Suspension de la viande
Passez une ficelle solide à travers un bout de la poitrine (faites un trou avec un couteau pointu si nécessaire). Suspendez dans votre lieu de séchage.
Important : la viande ne doit toucher aucune surface. L’air doit circuler tout autour. Si vous n’avez pas de crochet, posez-la sur une grille (en la retournant tous les 3-4 jours).
Durée de séchage selon vos préférences
Vous avez trois paliers de séchage, selon l’usage que vous voulez faire de votre poitrine :
Séchage court : 3-4 semaines
- Perte de poids : 20-25%
- Texture : moelleuse, encore souple
- Goût : doux, pas trop prononcé
- Usage : principalement cuite (carbonara, quiches, risottos)
- Idéale si vous débutez : moins de temps = moins de stress
Séchage moyen : 6-8 semaines (mon standard personnel)
- Perte de poids : 30-35%
- Texture : mi-ferme, tranchable finement
- Goût : affirmé, équilibré
- Usage : crue ET cuite
- Le meilleur compromis selon moi
Séchage long : 10-12 semaines
- Perte de poids : 40-45%
- Texture : ferme, presque comme du jambon sec
- Goût : puissant, concentré
- Usage : principalement crue (tranches fines type charcuterie)
- Pour les amateurs de saveurs intenses
Comment savoir où vous en êtes ? Pesez votre poitrine chaque semaine. Notez les poids. Quand vous atteignez la perte visée, c’est bon.

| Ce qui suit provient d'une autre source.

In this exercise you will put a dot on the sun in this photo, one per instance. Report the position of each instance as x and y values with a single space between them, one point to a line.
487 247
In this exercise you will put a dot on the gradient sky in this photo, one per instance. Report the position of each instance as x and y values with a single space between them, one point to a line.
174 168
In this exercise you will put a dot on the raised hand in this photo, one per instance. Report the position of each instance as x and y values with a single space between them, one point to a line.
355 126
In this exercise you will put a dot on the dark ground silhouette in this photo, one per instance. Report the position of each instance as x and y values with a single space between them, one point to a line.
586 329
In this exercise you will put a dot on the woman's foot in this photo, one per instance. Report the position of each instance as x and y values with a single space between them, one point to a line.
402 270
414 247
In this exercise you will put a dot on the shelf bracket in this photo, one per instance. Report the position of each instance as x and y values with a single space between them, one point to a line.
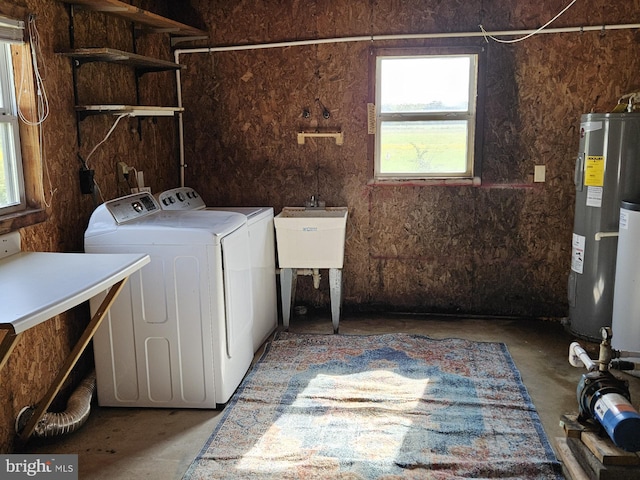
339 136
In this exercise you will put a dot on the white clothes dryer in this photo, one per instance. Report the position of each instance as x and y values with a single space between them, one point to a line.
262 255
179 334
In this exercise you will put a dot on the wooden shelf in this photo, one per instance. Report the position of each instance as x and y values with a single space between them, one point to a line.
150 21
131 110
141 63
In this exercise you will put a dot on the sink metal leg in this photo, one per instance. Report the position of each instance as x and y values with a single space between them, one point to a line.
335 287
288 277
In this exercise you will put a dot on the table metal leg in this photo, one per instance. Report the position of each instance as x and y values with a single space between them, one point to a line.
288 278
71 360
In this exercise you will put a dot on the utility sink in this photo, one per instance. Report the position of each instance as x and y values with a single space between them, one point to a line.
311 237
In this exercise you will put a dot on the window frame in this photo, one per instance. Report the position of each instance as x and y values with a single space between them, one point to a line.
34 211
9 116
475 121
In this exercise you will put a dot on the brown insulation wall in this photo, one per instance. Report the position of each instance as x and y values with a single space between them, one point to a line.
42 350
499 249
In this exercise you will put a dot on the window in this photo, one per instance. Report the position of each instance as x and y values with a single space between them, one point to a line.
12 195
426 115
22 199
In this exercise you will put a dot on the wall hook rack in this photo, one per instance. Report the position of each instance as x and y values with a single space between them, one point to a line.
339 136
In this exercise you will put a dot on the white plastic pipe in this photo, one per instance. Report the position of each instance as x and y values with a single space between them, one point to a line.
578 355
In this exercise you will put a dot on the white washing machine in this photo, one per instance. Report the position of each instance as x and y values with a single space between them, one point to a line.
179 334
262 256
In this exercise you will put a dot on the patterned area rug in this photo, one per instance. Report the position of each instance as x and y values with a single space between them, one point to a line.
384 406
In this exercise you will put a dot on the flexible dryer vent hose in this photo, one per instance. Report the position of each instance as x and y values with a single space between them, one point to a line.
62 423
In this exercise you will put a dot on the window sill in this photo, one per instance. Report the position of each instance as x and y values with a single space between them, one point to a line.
26 218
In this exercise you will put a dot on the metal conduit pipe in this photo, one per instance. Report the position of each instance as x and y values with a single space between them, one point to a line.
369 38
62 423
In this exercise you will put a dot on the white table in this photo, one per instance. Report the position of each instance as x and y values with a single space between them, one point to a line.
35 287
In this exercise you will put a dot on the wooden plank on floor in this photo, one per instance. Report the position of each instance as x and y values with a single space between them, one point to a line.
569 461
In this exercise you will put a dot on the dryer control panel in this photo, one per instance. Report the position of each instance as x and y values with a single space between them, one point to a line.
132 207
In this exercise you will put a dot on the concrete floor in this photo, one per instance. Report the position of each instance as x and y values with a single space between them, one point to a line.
124 443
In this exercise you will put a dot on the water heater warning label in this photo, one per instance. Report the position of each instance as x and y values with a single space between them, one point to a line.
577 253
594 171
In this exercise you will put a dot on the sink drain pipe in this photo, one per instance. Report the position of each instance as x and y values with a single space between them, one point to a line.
62 423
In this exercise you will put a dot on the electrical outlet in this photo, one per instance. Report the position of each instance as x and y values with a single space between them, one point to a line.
123 171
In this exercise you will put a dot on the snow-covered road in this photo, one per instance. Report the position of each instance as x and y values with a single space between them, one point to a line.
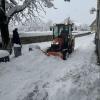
34 76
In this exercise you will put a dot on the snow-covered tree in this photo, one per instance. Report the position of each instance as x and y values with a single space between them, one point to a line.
19 10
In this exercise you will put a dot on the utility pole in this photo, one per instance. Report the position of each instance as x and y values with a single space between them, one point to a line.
97 37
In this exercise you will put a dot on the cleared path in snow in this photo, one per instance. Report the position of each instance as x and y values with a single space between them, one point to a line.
34 76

Exemple : poitrine de départ 1250 g
- À 20% de perte → 1000 g → séchage court
- À 30% de perte → 875 g → séchage moyen
- À 40% de perte → 750 g → séchage long
Surveillance pendant le séchage : les problèmes courants
| Problème observé | Cause probable | Solution |
|---|---|---|
| Moisissure blanche poudreuse | Flore normale du séchage | Essuyez avec un chiffon imbibé de vinaigre blanc. C’est normal. |
| Moisissure verte ou noire | Trop d’humidité | Retirez la couche au couteau, lavez au vinaigre, déplacez dans un endroit plus sec. |
| Odeur de rance | Trop chaud ou trop de lumière | Déplacez dans un endroit plus frais et sombre. Si le rance est installé, jetez. |
| Croûte très dure, cœur mou | Séchage trop rapide (case hardening) | Humidifiez légèrement l’air, ralentissez le séchage. |
| Pas de séchage visible | Trop humide ou trop froid | Augmentez légèrement température, améliorez ventilation. |
La moisissure blanche, parlons-en clairement : c’est la terreur des débutants. Vous voyez cette fine poudre blanche apparaître, et vous pensez que tout est fichu. Faux.

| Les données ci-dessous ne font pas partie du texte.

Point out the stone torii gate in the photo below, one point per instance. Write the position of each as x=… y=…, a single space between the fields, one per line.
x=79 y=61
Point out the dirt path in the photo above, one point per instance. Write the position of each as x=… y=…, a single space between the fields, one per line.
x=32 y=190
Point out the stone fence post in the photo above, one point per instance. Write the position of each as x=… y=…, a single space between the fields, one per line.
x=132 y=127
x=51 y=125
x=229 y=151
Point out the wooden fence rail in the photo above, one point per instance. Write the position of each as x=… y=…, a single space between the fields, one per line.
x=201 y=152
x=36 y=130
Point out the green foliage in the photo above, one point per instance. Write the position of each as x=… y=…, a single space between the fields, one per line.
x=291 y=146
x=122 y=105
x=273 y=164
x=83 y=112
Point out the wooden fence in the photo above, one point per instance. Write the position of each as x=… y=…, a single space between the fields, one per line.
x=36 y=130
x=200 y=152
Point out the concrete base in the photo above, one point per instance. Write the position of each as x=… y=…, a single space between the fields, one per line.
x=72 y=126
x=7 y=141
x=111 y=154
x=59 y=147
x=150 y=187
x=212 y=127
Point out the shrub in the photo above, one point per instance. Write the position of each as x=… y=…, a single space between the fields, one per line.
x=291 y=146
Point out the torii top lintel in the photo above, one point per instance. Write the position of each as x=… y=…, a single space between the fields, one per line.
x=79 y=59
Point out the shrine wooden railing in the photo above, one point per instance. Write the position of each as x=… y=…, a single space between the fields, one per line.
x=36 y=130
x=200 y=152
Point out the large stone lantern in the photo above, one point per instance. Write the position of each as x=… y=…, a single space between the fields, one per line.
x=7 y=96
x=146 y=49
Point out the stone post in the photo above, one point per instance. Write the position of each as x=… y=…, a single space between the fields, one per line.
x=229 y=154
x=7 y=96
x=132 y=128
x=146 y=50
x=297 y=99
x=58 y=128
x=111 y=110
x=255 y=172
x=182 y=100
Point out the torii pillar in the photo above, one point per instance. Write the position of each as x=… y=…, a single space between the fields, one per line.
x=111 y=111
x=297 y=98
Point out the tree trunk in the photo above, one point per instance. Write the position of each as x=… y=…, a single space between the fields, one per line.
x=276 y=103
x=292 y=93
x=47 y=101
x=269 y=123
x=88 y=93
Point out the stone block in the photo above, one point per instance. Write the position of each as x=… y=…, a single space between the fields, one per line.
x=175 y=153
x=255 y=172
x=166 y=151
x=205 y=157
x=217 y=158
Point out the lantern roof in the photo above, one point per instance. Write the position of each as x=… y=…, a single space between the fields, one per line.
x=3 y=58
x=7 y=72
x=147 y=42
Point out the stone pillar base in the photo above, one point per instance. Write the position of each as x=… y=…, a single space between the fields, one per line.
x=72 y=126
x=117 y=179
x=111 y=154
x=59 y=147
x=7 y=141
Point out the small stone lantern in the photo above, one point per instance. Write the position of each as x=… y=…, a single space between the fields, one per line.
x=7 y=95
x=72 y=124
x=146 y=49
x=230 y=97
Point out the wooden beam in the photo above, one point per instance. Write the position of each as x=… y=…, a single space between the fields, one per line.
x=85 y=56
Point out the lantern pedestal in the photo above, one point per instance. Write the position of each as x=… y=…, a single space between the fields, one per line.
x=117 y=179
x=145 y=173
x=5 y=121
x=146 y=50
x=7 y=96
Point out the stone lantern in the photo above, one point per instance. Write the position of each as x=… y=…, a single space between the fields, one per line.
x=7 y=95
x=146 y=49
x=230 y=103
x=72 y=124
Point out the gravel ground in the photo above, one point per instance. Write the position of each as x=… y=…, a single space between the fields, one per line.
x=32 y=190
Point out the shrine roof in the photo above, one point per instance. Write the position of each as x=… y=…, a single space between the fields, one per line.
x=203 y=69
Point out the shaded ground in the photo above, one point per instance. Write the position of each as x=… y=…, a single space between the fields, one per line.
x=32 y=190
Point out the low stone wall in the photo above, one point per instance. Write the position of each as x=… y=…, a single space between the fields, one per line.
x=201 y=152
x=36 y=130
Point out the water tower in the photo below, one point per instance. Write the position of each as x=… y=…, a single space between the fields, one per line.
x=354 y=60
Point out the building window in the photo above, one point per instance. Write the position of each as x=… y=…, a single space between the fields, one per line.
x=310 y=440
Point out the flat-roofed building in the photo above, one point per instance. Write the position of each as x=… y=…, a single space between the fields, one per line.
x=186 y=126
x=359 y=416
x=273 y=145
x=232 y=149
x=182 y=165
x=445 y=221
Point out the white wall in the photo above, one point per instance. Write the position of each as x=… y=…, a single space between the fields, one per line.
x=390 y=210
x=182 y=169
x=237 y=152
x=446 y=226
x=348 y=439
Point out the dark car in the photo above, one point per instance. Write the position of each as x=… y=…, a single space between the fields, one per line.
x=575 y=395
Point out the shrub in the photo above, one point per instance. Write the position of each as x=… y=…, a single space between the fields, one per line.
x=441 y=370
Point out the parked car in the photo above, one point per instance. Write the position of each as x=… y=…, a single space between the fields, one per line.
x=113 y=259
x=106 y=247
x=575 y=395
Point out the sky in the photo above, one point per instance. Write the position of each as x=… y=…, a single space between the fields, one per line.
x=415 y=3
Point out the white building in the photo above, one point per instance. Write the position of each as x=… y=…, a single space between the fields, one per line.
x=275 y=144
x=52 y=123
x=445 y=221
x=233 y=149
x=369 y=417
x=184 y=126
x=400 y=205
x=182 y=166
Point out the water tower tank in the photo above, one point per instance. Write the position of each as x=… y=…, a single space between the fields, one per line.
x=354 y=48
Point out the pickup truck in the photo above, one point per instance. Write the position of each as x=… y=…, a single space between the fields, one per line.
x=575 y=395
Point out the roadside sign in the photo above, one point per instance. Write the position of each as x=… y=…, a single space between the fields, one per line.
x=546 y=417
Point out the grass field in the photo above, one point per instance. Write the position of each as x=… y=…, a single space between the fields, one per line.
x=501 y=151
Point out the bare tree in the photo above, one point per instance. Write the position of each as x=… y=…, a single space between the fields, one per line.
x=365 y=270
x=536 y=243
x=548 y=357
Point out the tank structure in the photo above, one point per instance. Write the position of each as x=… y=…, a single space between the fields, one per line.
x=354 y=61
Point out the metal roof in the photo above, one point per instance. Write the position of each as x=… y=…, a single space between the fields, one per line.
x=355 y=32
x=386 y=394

Cette flore de surface, c’est parfaitement normal sur les charcuteries séchées. C’est même un signe que le processus fonctionne bien. Essuyez avec un chiffon propre imbibé de vinaigre blanc, et continuez tranquillement.
La moisissure à surveiller, c’est la verte ou la noire. Là, agissez vite.

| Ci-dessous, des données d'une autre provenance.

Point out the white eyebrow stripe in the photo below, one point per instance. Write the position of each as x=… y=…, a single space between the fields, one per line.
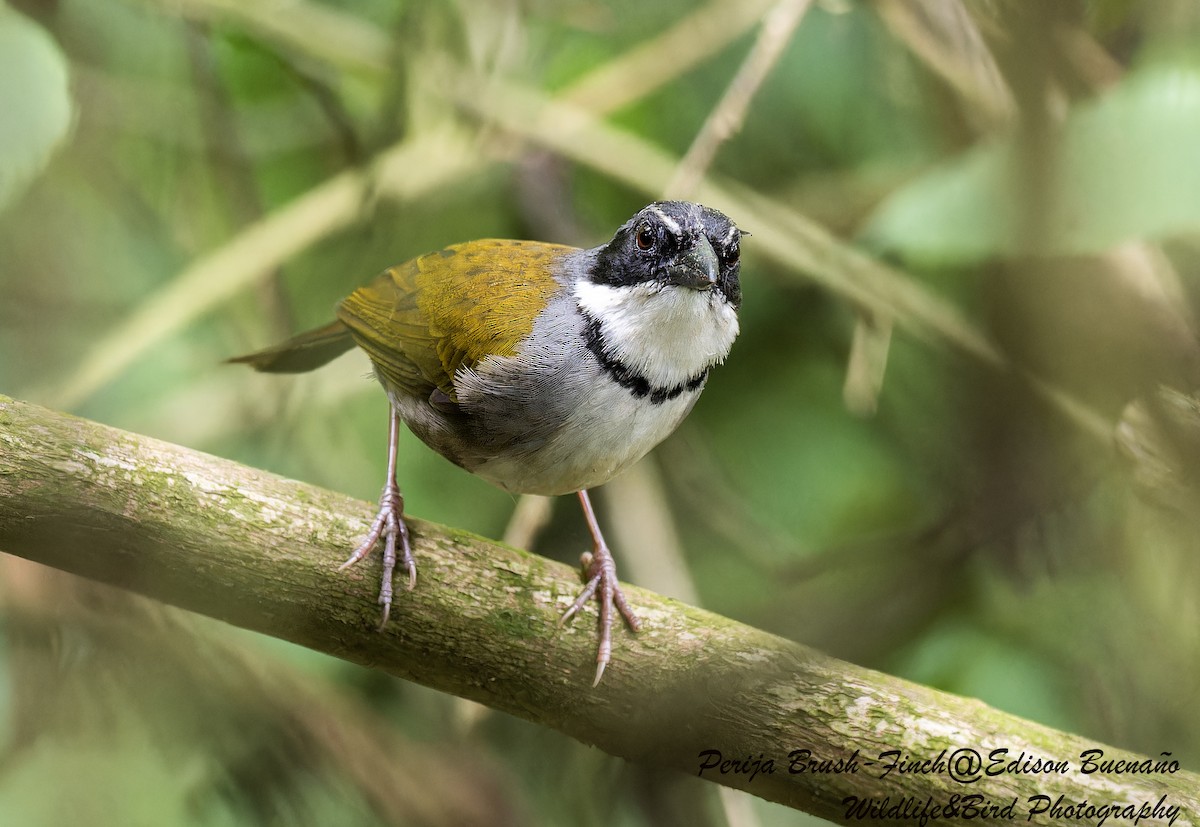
x=672 y=225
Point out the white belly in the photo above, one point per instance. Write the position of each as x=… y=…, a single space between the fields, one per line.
x=610 y=431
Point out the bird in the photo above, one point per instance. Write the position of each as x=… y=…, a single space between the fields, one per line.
x=541 y=367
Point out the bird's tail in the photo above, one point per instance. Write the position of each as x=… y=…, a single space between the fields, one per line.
x=304 y=352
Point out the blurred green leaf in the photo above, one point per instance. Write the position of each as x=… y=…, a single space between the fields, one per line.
x=34 y=99
x=1127 y=166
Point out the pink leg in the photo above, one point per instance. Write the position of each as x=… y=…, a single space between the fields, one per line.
x=389 y=525
x=600 y=570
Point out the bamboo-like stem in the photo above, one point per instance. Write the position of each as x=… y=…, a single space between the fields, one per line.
x=262 y=552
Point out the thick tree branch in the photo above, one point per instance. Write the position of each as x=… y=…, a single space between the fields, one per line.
x=262 y=552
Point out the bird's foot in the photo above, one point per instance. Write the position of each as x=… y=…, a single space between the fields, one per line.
x=600 y=571
x=389 y=525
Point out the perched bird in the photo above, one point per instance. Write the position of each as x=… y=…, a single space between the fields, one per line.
x=541 y=367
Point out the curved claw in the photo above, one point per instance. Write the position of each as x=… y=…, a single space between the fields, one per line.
x=600 y=570
x=389 y=525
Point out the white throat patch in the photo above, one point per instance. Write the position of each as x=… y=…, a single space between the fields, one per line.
x=666 y=334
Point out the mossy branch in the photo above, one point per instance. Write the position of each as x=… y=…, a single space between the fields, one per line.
x=262 y=552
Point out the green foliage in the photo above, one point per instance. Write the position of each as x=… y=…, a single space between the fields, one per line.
x=1035 y=165
x=34 y=101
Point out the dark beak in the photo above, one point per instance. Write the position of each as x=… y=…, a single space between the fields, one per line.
x=697 y=268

G. Étape 6 : Dégustation et conservation
Après 6 à 10 semaines (selon votre choix), il est temps de goûter votre travail.
Comment savoir si c’est prêt ?
Trois tests simples :
- Le test de la pression : pressez la poitrine entre vos doigts. Elle doit être ferme mais pas dure comme du bois. Si c’est encore mou au centre, continuez le séchage.
- Le test de la coupe : tranchez un bout. L’intérieur doit être rosé uniforme, pas rouge cru au centre. Si c’est encore rouge vif au cœur, reséchez 1-2 semaines.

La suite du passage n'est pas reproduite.